Data Modeling with Collections
Picking the right shape — list, set, map, map-of-list, map-of-set — for real-world domains
Most code, in the end, is some collection nested inside some other collection. The shape you choose is a modeling decision, not a performance one — pick wrongly and your code will be full of awkward loops and edge cases; pick well and most queries become one method call.
This chapter is about the shape of your data.
The "shape" mental model
Every modeling problem has three questions:
- Are duplicates allowed? If no, you want a
Set. - Is order meaningful? If yes, you want a
List(or an ordered set/map). - Is there a key by which we look things up? If yes, you want a
Map.
Combine these and you get the four canonical shapes:
| Question | Shape |
|---|---|
| "Ordered bag of things" | List<T> |
| "Unique things, lookup by identity" | Set<T> |
| "Lookup by key" | Map<K, V> |
| "Each key maps to many values" | Map<K, List<V>> or Map<K, Set<V>> |
Worked example: a music library
Let's design the data of a tiny music library. Domain:
- A library has many tracks.
- Each track belongs to one album and one artist.
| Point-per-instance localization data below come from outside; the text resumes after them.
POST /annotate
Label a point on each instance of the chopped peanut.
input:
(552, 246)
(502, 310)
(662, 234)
- A track has a list of genres.
- Listeners can like any track.
- We need to be able to:
- List all tracks by a given artist.
- List all unique genres in the library.
- Show the top-N most liked tracks.
First pass: lists everywhere
A naive design might use lists for everything:
record Track(String title, String artist, String album, List<String> genres, int likes) {}
class Library {
private final List<Track> tracks = new ArrayList<>();
// tracksByArtist(name): for-loop over tracks, filtering by artist
// allGenres(): for-loop with a duplicate-checking inner loop
// topLiked(n): sort and take
}This works, but every query is O(n), every "is this duplicate?"
check is hand-written, and the intent — "lookup by artist", "set
of unique genres" — is hidden inside loop bodies.
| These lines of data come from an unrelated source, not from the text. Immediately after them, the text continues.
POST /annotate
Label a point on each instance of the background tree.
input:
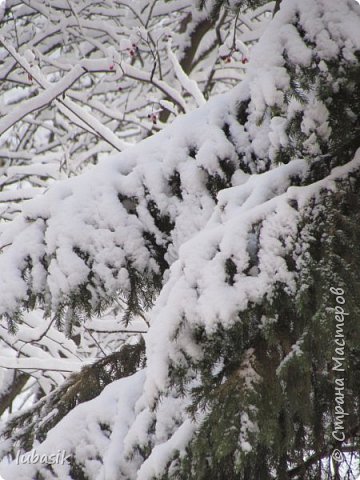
(237, 221)
(80, 80)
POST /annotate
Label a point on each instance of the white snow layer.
(85, 212)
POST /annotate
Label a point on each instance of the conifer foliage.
(234, 226)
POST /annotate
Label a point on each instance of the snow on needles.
(163, 187)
Second pass: shape per query
If we let the questions drive the shape, we get:
- "List all tracks by a given artist" →
Map<String, List<Track>> tracksByArtist - "List all unique genres in the library" →
Set<String> allGenres - "Top-N most liked tracks" → keep a
List<Track>and sort on demand
Notice what happened: tracksByArtist(name) went from an O(n)
scan to an O(1) map lookup, not because we changed any
algorithm, but because we stored the data in the shape we needed
to query it.
Modeling relationships
Most "real" data is graph-shaped. You'll mainly model two flavors of relationship with collections:
1:N — one parent, many children
Map<ParentKey, List<Child>> (ordered) or
Map<ParentKey, Set<Child>> (unique).
Example: orders per customer.
Map<CustomerId, List<Order>> ordersByCustomer = new HashMap<>();N:M — many on both sides
Two complementary maps form a bidirectional index:
Map<UserId, Set<TagId>> tagsOfUser = new HashMap<>();
Map<TagId, Set<UserId>> usersOfTag = new HashMap<>();Whenever you tag a user, update both. The cost is a tiny bit of
discipline on every write; the benefit is that both questions
("what tags does this user have?" and "which users have this tag?")
become O(1).
Typed value objects beat strings
A subtle but huge win: don't let your maps and lists be keyed by
loose primitives. Map<String, Order> is fine — until you also have
Map<String, Customer> and accidentally pass a customer's email
where an order id was expected.
record CustomerId(String value) {} solves it: the compiler now
catches the mix-up, and you can attach validation to the record's
constructor.
This is type-driven data modeling — letting the type system carry information that comments and convention used to carry.
Practice
Implement OrderIndex.byCustomer(List<Order>) returning a Map<String, List<Order>> keyed by customerId, with each customer's orders in input order.
Expected output:
alice: [Order[id=1, total=100], Order[id=3, total=70]]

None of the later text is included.